You can use Drylok and Quickcrete cement pigments "buff" (brown) and "black" to mix your desired colors. Very easy to work with!


----------



## Schweitzer1214 (Aug 13, 2012)

Thanks a lot!


----------



## Schweitzer1214 (Aug 13, 2012)

Also, I already have fish in my 55 gallon so how would i go about making sure the background is safe for them?


----------



## mightyevil (Oct 23, 2008)

Do you want to install the background while the tank is up and running?


----------



## Schweitzer1214 (Aug 13, 2012)

Any way of installation that won't hurt my fish


----------



## DanniGirl (Jan 25, 2007)

If it was made out of Drylok give it 24 hours to ensure the paint has dried. 
East way to tell is to rinse the background. -If any of the pigments bleed, give it another 12 hours.


----------



## DanniGirl (Jan 25, 2007)

How thick is the background?


----------



## mightyevil (Oct 23, 2008)

Well, best way is to put all the fish in a separate container while you install. Installing a background while there are fish in the tank can be very stressful to the fish if everything doesn't go perfectly well and in my opinion is just not very comfortable. After applying the Drylok, you should wait 24 hours for it to completely cure (if memory serves me well) so it will be completely safe but if you choose to silicone it in your tank, then the silicone itself has to dry as well. What I do is let the Drylok dry to the point where I can put my hands on it and I silicone it in the tank, this way both the silicone and the Drylok are both curing at the same time. The silicone will take longer and it will be safe for fish once you can no longer smell that vinigar smell to it. Once that is gone, then you can add your fish back into your aquarium. If you try to install the background while the tank is up and running, then you will need to incorporate magnets into your background along with other ways of keeping the background in place.


----------



## Schweitzer1214 (Aug 13, 2012)

DanniGirl said:


> How thick is the background?


I don't know at this point, I just want to make sure I know what I am doing before I get started.


----------



## Schweitzer1214 (Aug 13, 2012)

Thanks mightyevil, that helped me a lot.


----------



## fusion (Jun 21, 2012)

There is a product used by the saltwater guys they use to "glue" coral and frags together, it works in water and is obviously safe for fish

Dont know what its called or if it would be ok to use to fix your background in the tank but worth some investigation


----------



## Schweitzer1214 (Aug 13, 2012)

fusion said:


> There is a product used by the saltwater guys they use to "glue" coral and frags together, it works in water and is obviously safe for fish
> 
> Dont know what its called or if it would be ok to use to fix your background in the tank but worth some investigation


I will certainy check it out


----------



## Baggly (Feb 2, 2012)

Pond Foam. Very versatile stuff. I believe the manufacturer most commonly used is Beckett.


----------



## ChrisOmaha (Jul 31, 2012)

Dont underestimate the boyancy of the foam, whatever you use to secure it must be really strong or its coming right back out the top with a lot of force. Its like trying to sink a life preserver. I know nothing about what they use to secure corals but the foam is definately a bigger job.


----------



## Baggly (Feb 2, 2012)

The saltwater guys build their backgrounds with egg crate, coral/shells/rock etc, and some type of pond foam/filler. I assume if the weight of the rocks is less than the buoyancy of the foam, they must silicone or wedge it in place.
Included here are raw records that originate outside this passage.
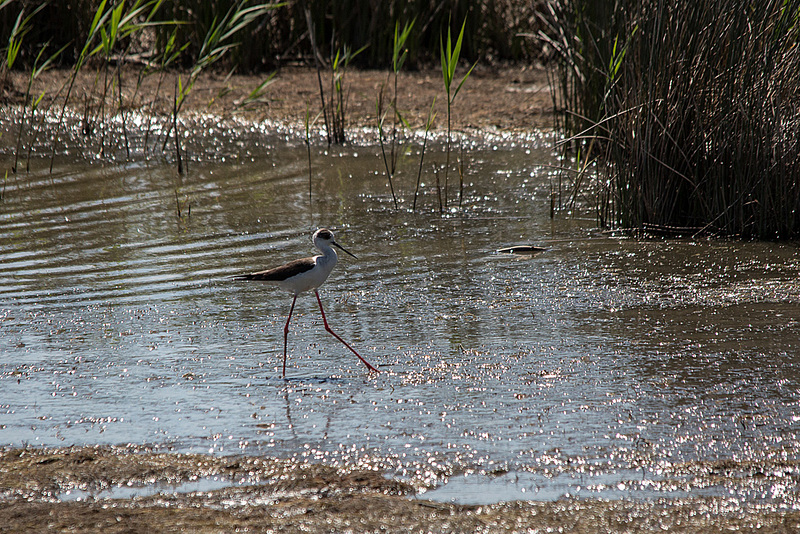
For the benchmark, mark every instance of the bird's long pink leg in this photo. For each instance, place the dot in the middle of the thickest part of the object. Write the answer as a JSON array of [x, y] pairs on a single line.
[[286, 334], [328, 328]]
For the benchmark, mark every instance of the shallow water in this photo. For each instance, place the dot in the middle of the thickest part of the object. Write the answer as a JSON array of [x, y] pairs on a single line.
[[603, 366]]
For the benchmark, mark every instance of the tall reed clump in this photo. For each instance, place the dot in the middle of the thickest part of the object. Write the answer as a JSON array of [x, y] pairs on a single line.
[[693, 106]]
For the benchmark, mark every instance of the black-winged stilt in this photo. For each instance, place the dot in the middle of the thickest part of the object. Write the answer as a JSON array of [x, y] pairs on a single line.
[[302, 275]]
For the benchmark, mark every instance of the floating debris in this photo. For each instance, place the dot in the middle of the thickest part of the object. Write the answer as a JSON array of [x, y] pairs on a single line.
[[521, 249]]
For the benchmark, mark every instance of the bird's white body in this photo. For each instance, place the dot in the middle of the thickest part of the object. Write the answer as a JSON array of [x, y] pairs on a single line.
[[315, 276], [303, 275]]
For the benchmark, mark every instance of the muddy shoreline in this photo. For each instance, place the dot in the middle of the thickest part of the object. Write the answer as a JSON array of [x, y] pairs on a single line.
[[281, 495], [501, 97]]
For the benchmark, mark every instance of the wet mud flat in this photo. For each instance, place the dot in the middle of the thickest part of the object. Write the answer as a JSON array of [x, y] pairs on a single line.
[[270, 494]]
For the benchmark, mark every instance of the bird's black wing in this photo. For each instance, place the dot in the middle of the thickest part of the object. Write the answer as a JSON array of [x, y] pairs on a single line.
[[293, 268]]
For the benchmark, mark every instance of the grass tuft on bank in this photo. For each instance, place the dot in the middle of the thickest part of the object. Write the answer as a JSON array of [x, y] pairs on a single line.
[[691, 110]]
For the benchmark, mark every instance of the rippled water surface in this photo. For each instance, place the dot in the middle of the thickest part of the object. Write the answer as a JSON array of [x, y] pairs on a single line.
[[603, 366]]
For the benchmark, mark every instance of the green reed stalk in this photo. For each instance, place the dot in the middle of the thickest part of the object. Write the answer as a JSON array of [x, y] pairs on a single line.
[[449, 61], [428, 125]]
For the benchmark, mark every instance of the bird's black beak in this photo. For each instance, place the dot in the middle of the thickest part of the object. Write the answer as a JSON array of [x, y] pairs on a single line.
[[337, 245]]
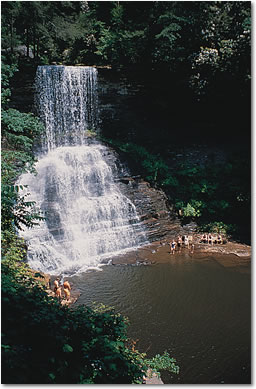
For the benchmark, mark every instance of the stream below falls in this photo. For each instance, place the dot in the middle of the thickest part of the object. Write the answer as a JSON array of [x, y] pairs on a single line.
[[199, 311]]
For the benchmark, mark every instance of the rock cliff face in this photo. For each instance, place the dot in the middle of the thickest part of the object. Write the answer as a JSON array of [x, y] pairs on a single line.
[[151, 204]]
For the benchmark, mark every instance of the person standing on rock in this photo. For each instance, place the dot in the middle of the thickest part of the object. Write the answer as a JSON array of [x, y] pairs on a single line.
[[172, 247], [57, 288], [179, 243], [67, 289]]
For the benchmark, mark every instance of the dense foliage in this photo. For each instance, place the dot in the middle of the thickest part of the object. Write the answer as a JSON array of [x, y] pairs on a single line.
[[215, 194], [46, 343], [199, 54], [42, 341]]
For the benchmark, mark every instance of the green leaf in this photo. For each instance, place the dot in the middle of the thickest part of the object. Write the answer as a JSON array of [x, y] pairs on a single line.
[[67, 348]]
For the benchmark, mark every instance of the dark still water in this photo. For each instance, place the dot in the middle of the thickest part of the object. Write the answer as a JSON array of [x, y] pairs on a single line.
[[198, 311]]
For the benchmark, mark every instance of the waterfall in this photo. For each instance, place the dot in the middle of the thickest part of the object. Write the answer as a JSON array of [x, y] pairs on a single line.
[[88, 219]]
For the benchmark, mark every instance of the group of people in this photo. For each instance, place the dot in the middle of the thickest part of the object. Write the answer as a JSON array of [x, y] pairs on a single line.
[[211, 239], [58, 284], [185, 240]]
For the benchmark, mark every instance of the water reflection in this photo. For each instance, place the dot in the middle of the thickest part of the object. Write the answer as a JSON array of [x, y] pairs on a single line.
[[198, 311]]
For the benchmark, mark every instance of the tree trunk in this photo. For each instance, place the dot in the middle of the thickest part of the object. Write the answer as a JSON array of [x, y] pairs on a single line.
[[27, 44]]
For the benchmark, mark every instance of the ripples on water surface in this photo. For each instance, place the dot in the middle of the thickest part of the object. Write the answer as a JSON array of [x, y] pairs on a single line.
[[198, 311]]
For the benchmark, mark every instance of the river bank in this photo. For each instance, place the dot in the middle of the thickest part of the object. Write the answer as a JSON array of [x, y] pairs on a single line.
[[230, 254]]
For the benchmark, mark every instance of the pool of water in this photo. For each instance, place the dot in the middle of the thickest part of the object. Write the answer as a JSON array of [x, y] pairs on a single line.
[[199, 311]]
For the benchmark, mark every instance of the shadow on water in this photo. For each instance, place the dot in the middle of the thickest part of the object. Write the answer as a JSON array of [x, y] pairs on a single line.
[[198, 311]]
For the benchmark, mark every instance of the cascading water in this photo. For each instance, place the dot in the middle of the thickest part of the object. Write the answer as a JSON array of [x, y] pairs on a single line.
[[88, 219]]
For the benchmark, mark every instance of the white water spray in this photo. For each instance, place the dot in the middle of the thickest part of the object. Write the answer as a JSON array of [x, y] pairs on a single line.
[[88, 219]]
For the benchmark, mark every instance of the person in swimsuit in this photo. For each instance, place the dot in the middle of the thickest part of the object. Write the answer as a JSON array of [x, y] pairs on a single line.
[[57, 288], [67, 289], [179, 243], [173, 246], [210, 239]]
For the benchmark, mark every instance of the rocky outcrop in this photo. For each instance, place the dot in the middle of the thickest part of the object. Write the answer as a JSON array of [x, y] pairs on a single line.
[[151, 205]]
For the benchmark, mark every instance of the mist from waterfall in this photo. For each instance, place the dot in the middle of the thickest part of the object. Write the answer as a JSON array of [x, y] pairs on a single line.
[[88, 219]]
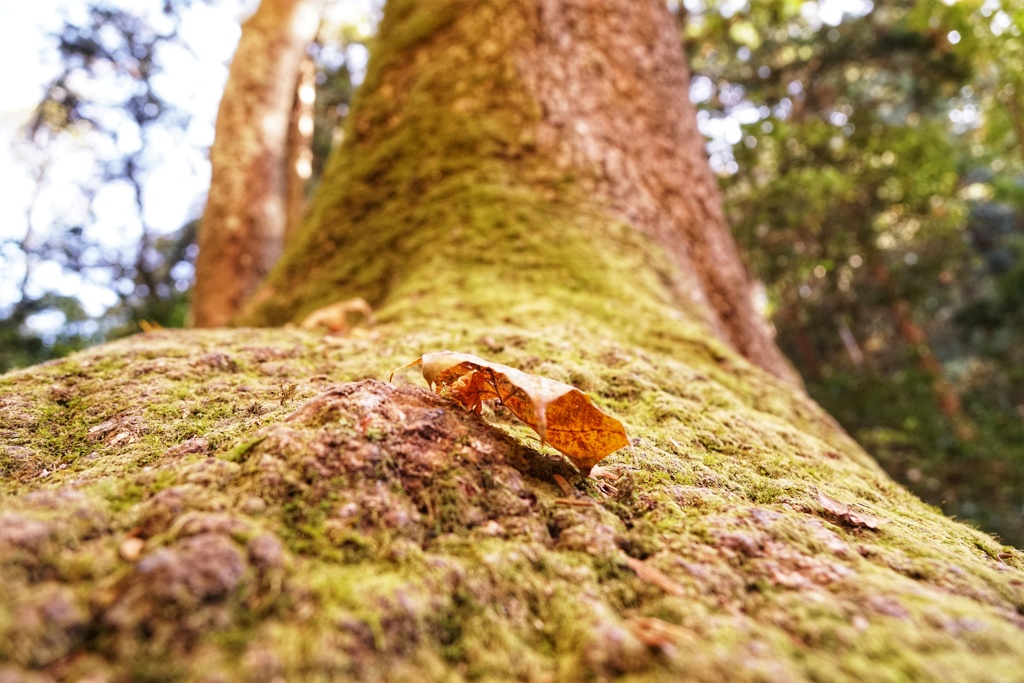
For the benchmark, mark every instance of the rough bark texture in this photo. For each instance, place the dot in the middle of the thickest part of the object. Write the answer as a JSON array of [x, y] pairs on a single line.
[[582, 102], [243, 226], [613, 88], [258, 505]]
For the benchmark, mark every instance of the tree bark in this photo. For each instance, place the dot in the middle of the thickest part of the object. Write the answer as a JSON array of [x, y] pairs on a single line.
[[592, 91], [259, 505], [243, 227]]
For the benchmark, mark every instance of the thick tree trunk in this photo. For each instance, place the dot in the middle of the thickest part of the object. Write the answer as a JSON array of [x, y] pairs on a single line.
[[258, 505], [243, 228], [581, 103]]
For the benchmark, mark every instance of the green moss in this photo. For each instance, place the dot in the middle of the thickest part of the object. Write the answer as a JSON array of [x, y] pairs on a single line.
[[387, 534]]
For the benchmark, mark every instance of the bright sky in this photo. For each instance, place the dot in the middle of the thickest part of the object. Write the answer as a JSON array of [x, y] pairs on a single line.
[[176, 183]]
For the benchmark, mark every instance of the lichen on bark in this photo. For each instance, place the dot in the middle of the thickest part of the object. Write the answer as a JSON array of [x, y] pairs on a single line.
[[368, 531], [257, 504]]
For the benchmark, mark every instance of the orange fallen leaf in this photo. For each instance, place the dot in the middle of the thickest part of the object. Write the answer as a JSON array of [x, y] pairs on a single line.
[[560, 414], [846, 514]]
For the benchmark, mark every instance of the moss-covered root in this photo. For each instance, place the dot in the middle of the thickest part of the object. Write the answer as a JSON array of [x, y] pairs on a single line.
[[254, 506]]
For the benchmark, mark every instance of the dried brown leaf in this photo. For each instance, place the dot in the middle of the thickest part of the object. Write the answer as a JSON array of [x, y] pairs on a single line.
[[561, 415], [653, 577], [846, 514]]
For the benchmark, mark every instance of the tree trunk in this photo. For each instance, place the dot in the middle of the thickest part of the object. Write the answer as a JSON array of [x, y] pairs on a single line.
[[300, 154], [258, 505], [243, 227], [580, 108]]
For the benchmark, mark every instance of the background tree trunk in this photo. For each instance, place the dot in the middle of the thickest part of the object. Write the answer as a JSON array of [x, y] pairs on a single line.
[[578, 102], [243, 227], [244, 505]]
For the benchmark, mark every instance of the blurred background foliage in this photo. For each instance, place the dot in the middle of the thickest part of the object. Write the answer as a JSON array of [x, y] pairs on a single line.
[[876, 182], [871, 159]]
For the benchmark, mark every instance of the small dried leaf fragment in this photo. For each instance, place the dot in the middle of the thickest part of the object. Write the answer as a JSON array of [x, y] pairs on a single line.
[[846, 514], [653, 575], [338, 317], [560, 414]]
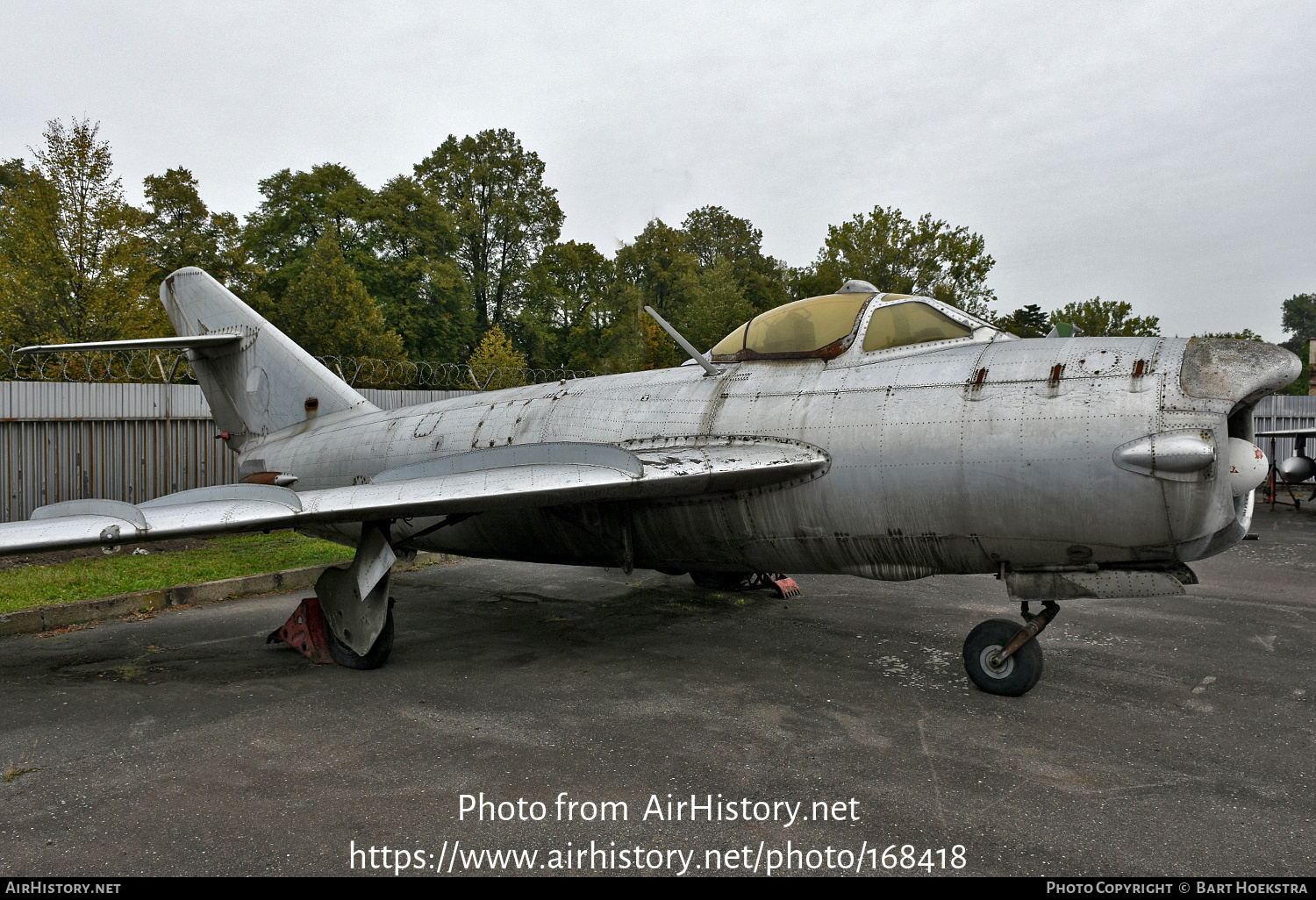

I had entertained the thought of building a similarly constructed background for my 125 using the rocks I have. I had them layed out and stacked up. I even bought some Becketts pond foam. What I didn't think of in the beginning was how I would ever move the tank with two or three hundred pounds of rocks glued to it.  Scrapped the whole 3d background and went with black paint anyway lol.


----------



## Schweitzer1214 (Aug 13, 2012)

I can't do anything fancy like that lol, I will be going off to college in less than a year and I want to be able to carry it.


----------